[PATCH 6.19 138/844] drm/amdkfd: Handle GPU reset and drain retry fault race
From: Sasha Levin
Date: Sat Feb 28 2026 - 13:01:11 EST
From: Philip Yang <Philip.Yang@xxxxxxx>
[ Upstream commit 5b57c3c3f22336e8fd5edb7f0fef3c7823f8eac1 ]
Only check and drain IH1 ring if CAM is not enabled.
If GPU is under reset, don't access IH to drain retry fault.
Signed-off-by: Philip Yang <Philip.Yang@xxxxxxx>
Reviewed-by: Harish Kasiviswanathan <Harish.Kasiviswanathan@xxxxxxx>
Signed-off-by: Alex Deucher <alexander.deucher@xxxxxxx>
Signed-off-by: Sasha Levin <sashal@xxxxxxxxxx>
---
drivers/gpu/drm/amd/amdkfd/kfd_svm.c | 7 ++++++-
1 file changed, 6 insertions(+), 1 deletion(-)
diff --git a/drivers/gpu/drm/amd/amdkfd/kfd_svm.c b/drivers/gpu/drm/amd/amdkfd/kfd_svm.c
index 79ea138897fcf..a10cf8650c92b 100644
--- a/drivers/gpu/drm/amd/amdkfd/kfd_svm.c
+++ b/drivers/gpu/drm/amd/amdkfd/kfd_svm.c
@@ -33,6 +33,7 @@
#include "amdgpu_hmm.h"
#include "amdgpu.h"
#include "amdgpu_xgmi.h"
+#include "amdgpu_reset.h"
#include "kfd_priv.h"
#include "kfd_svm.h"
#include "kfd_migrate.h"
@@ -2349,6 +2350,9 @@ static void svm_range_drain_retry_fault(struct svm_range_list *svms)
pr_debug("drain retry fault gpu %d svms %p\n", i, svms);
+ if (!down_read_trylock(&pdd->dev->adev->reset_domain->sem))
+ continue;
+
amdgpu_ih_wait_on_checkpoint_process_ts(pdd->dev->adev,
pdd->dev->adev->irq.retry_cam_enabled ?
&pdd->dev->adev->irq.ih :
@@ -2358,6 +2362,7 @@ static void svm_range_drain_retry_fault(struct svm_range_list *svms)

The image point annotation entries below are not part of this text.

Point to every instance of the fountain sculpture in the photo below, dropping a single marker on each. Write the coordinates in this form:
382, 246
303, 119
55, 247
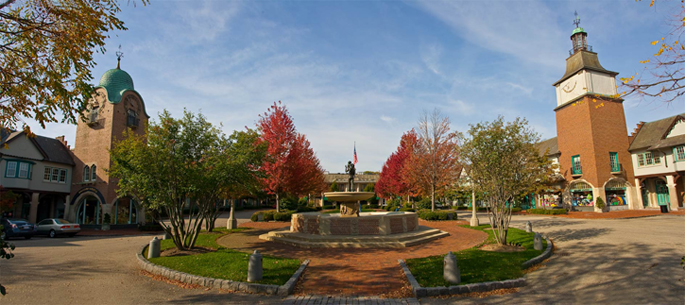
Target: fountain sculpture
351, 228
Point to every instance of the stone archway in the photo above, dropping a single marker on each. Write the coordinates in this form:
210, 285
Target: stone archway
579, 195
618, 194
127, 210
88, 209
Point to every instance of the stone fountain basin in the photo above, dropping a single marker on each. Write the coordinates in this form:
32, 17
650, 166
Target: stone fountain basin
374, 223
348, 196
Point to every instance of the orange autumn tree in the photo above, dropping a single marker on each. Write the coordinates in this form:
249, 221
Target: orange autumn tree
664, 74
290, 166
434, 163
392, 181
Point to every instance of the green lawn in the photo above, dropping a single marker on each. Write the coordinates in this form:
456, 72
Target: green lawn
338, 211
476, 265
226, 263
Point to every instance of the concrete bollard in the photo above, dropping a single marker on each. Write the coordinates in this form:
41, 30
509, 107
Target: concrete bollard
254, 267
450, 271
153, 250
537, 242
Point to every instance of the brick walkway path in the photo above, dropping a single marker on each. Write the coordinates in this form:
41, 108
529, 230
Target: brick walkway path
360, 272
323, 300
615, 215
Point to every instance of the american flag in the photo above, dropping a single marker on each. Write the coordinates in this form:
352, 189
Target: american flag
355, 154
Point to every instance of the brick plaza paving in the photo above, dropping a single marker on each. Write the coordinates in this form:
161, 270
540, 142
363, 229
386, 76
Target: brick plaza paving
354, 271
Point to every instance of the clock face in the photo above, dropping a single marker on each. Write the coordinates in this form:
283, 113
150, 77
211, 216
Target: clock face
570, 86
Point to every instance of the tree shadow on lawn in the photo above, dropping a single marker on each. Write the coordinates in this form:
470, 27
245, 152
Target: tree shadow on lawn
593, 273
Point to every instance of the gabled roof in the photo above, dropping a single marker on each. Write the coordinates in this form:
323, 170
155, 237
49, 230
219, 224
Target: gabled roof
550, 144
583, 60
52, 149
652, 135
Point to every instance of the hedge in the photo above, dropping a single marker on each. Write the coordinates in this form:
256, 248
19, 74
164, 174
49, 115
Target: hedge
547, 212
270, 215
437, 215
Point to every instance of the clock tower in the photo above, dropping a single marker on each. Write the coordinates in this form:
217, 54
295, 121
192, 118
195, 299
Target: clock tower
591, 126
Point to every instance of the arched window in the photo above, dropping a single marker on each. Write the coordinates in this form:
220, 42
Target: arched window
86, 173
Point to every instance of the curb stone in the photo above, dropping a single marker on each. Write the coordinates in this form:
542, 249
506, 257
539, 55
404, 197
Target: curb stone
475, 287
283, 290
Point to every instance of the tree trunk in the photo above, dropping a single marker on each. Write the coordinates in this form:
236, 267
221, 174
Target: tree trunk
278, 205
433, 197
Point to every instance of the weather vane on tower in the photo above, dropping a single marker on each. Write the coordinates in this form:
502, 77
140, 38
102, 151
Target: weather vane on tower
119, 56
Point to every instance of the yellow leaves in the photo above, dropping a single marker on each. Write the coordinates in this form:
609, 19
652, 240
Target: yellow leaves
661, 50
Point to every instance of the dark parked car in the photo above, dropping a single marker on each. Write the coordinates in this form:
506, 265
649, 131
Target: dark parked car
55, 226
17, 228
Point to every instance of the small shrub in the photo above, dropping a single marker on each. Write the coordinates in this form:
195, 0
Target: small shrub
546, 212
306, 209
283, 216
269, 215
600, 203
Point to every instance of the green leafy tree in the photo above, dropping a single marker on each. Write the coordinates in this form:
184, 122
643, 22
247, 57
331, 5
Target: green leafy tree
334, 187
236, 171
176, 168
504, 163
46, 56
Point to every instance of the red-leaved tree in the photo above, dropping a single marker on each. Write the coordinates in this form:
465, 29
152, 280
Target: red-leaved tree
392, 181
434, 166
291, 167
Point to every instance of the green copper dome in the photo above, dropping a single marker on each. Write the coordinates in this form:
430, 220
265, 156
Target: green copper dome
116, 82
578, 30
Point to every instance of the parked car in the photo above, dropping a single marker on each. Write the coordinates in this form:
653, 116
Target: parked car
17, 228
56, 226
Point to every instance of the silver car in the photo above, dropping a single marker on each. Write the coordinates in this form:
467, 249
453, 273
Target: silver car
55, 226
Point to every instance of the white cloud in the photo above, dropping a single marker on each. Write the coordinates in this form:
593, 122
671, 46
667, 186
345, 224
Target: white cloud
430, 55
506, 27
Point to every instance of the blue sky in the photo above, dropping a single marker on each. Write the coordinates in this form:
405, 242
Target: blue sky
364, 71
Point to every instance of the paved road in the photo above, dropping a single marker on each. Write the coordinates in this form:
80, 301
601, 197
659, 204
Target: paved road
608, 261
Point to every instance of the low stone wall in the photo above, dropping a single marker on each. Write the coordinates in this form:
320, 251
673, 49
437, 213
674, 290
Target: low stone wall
188, 278
475, 287
378, 223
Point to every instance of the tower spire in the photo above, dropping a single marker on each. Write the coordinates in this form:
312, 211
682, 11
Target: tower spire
119, 56
579, 37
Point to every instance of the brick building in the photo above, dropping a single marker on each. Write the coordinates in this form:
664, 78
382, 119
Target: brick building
115, 107
592, 147
54, 181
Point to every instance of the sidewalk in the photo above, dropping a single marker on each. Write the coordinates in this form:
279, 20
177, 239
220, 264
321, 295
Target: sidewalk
613, 215
116, 232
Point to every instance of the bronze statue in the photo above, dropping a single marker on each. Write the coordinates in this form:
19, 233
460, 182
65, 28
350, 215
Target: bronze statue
349, 168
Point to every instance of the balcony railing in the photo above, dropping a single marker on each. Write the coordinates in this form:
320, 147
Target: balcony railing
132, 121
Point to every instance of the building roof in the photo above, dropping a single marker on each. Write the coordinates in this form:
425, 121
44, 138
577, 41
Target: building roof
578, 30
550, 144
583, 60
52, 149
116, 82
652, 135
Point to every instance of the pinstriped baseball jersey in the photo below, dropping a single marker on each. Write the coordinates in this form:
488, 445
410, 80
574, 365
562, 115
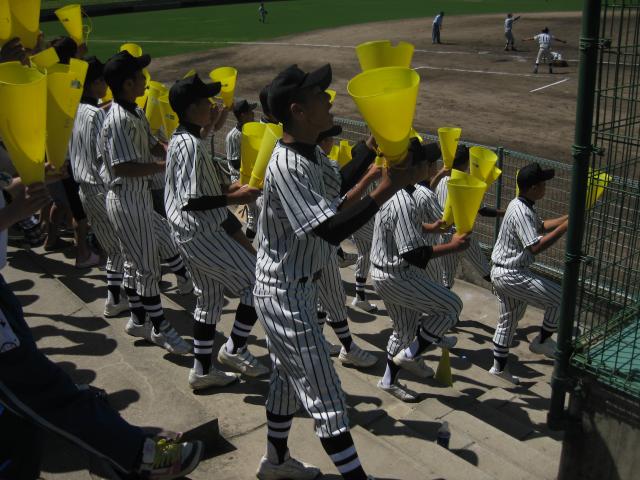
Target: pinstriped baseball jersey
125, 137
189, 175
86, 163
520, 229
397, 231
295, 202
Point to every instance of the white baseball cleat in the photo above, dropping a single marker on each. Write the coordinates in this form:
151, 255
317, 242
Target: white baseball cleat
364, 305
401, 392
505, 375
357, 357
215, 378
171, 341
413, 365
291, 469
546, 348
243, 362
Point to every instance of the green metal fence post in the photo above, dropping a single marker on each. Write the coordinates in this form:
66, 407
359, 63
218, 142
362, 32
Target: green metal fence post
581, 150
496, 228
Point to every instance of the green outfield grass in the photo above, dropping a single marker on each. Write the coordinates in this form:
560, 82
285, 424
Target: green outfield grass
170, 32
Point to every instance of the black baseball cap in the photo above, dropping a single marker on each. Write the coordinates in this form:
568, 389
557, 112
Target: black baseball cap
189, 90
291, 81
533, 174
95, 70
123, 65
243, 106
332, 132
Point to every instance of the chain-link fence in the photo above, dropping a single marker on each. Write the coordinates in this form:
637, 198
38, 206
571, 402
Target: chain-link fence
608, 310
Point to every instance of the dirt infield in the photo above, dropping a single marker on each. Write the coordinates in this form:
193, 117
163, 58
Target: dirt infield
468, 81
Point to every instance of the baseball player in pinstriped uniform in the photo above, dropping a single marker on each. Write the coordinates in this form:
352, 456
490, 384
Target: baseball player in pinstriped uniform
298, 225
243, 112
421, 310
522, 236
126, 144
475, 255
216, 252
87, 166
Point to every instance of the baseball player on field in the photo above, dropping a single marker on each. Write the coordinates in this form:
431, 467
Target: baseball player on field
544, 39
126, 146
522, 236
421, 310
300, 225
86, 165
216, 252
508, 31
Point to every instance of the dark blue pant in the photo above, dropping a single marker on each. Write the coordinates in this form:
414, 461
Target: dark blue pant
37, 394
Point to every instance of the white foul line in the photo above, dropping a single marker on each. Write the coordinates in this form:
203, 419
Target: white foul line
550, 85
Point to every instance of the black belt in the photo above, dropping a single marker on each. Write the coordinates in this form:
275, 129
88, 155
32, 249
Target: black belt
315, 277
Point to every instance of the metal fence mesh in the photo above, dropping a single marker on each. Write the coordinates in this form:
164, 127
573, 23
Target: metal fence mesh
608, 310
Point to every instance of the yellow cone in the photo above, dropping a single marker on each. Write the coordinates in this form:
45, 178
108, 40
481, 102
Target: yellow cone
252, 133
449, 138
381, 53
23, 116
25, 21
5, 22
227, 76
466, 197
71, 18
272, 133
64, 89
443, 373
597, 182
386, 98
45, 58
482, 162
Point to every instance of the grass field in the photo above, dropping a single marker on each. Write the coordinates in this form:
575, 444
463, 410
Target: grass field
171, 32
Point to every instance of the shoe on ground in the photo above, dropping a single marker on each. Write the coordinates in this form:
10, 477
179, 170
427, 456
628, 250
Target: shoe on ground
364, 305
163, 459
547, 348
92, 260
347, 260
401, 392
505, 375
243, 362
112, 309
185, 285
290, 469
171, 341
136, 330
357, 357
413, 365
447, 342
215, 378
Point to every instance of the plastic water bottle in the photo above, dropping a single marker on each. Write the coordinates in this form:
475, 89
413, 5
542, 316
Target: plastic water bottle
444, 435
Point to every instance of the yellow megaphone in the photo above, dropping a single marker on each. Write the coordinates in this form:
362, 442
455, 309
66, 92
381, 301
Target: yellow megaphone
386, 98
449, 138
25, 21
71, 18
170, 118
5, 22
45, 58
227, 76
65, 84
252, 133
153, 109
466, 197
23, 116
272, 133
381, 53
596, 184
344, 153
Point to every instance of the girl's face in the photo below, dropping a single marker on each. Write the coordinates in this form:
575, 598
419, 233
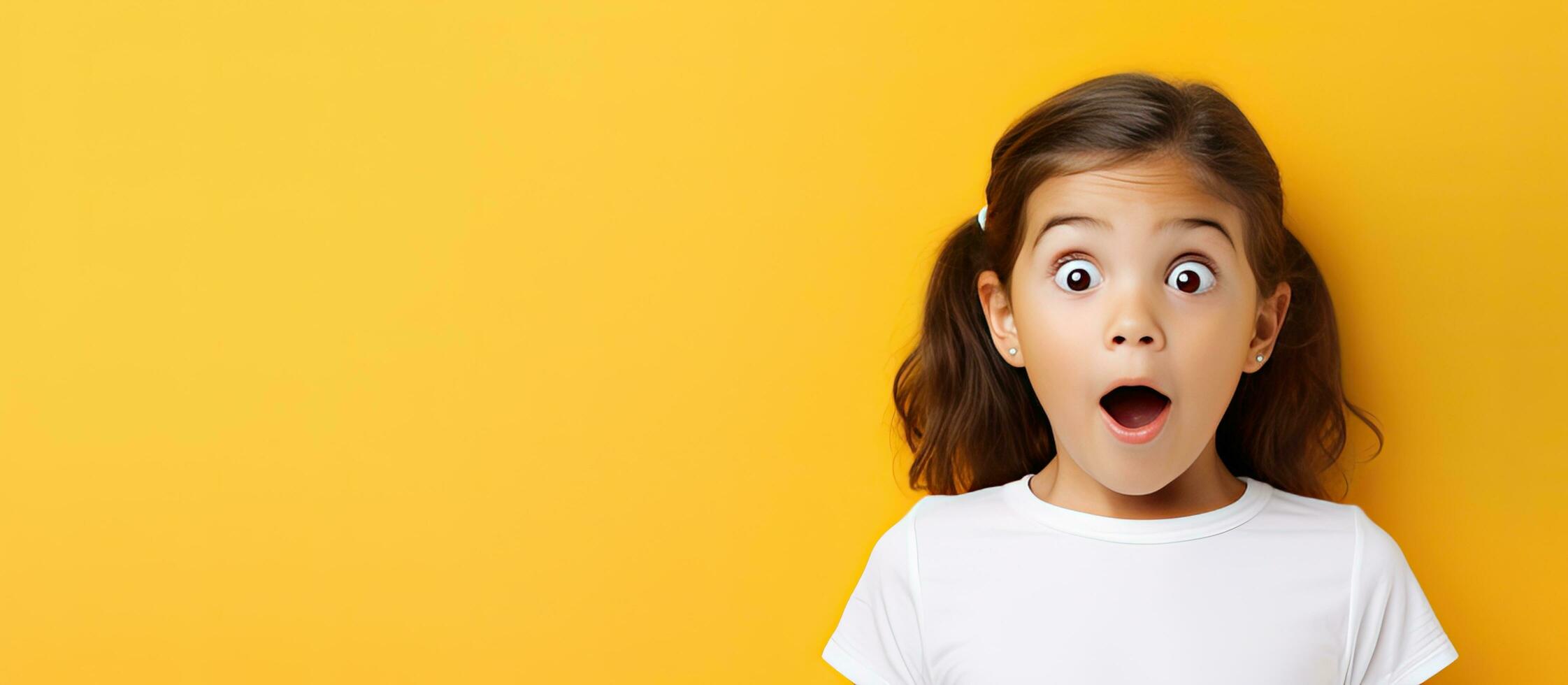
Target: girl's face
1134, 276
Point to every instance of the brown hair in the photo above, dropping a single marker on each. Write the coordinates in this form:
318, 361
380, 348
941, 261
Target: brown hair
972, 421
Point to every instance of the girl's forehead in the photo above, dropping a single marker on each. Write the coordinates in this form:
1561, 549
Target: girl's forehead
1128, 193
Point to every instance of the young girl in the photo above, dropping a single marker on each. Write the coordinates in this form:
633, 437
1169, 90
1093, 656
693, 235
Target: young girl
1125, 392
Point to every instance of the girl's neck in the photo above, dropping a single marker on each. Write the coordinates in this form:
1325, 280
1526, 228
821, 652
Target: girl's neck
1204, 486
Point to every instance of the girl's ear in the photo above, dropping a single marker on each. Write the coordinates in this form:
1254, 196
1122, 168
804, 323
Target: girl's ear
1270, 317
999, 317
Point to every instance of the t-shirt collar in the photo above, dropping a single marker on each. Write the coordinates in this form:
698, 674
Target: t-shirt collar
1139, 531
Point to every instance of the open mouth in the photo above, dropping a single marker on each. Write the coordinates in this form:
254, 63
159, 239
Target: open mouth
1134, 406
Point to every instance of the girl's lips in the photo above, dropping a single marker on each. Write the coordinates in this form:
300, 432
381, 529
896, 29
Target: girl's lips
1140, 435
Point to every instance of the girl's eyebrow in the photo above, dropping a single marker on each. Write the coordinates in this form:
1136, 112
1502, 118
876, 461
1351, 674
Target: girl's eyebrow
1096, 223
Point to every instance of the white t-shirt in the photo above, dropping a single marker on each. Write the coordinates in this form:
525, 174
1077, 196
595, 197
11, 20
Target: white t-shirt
999, 586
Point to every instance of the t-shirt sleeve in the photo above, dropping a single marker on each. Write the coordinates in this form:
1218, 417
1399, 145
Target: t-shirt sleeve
1397, 637
879, 635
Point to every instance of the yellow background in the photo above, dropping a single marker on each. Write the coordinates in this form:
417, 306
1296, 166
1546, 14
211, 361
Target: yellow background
518, 342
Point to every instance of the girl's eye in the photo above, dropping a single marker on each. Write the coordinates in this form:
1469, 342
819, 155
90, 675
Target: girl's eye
1076, 276
1192, 278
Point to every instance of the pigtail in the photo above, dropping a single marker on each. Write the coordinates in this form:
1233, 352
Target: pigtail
971, 419
1286, 422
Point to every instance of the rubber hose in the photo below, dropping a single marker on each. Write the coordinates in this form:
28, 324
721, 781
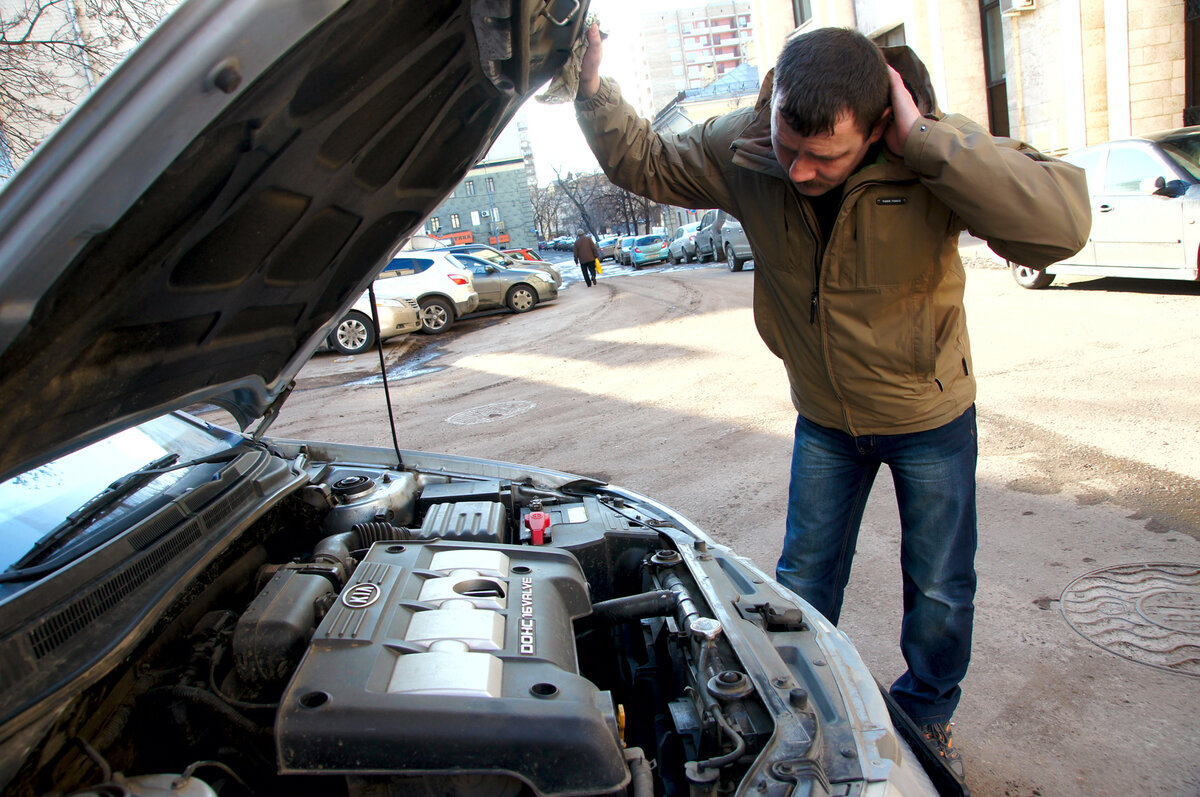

amdgpu_ih_wait_on_checkpoint_process_ts(pdd->dev->adev,
&pdd->dev->adev->irq.ih_soft);
+ up_read(&pdd->dev->adev->reset_domain->sem);
pr_debug("drain retry fault gpu %d svms 0x%p done\n", i, svms);
}
@@ -2541,7 +2546,7 @@ svm_range_unmap_from_cpu(struct mm_struct *mm, struct svm_range *prange,
adev = pdd->dev->adev;
/* Check and drain ih1 ring if cam not available */
- if (adev->irq.ih1.ring_size) {
+ if (!adev->irq.retry_cam_enabled && adev->irq.ih1.ring_size) {
ih = &adev->irq.ih1;
checkpoint_wptr = amdgpu_ih_get_wptr(adev, ih);
if (ih->rptr != checkpoint_wptr) {
--
2.51.0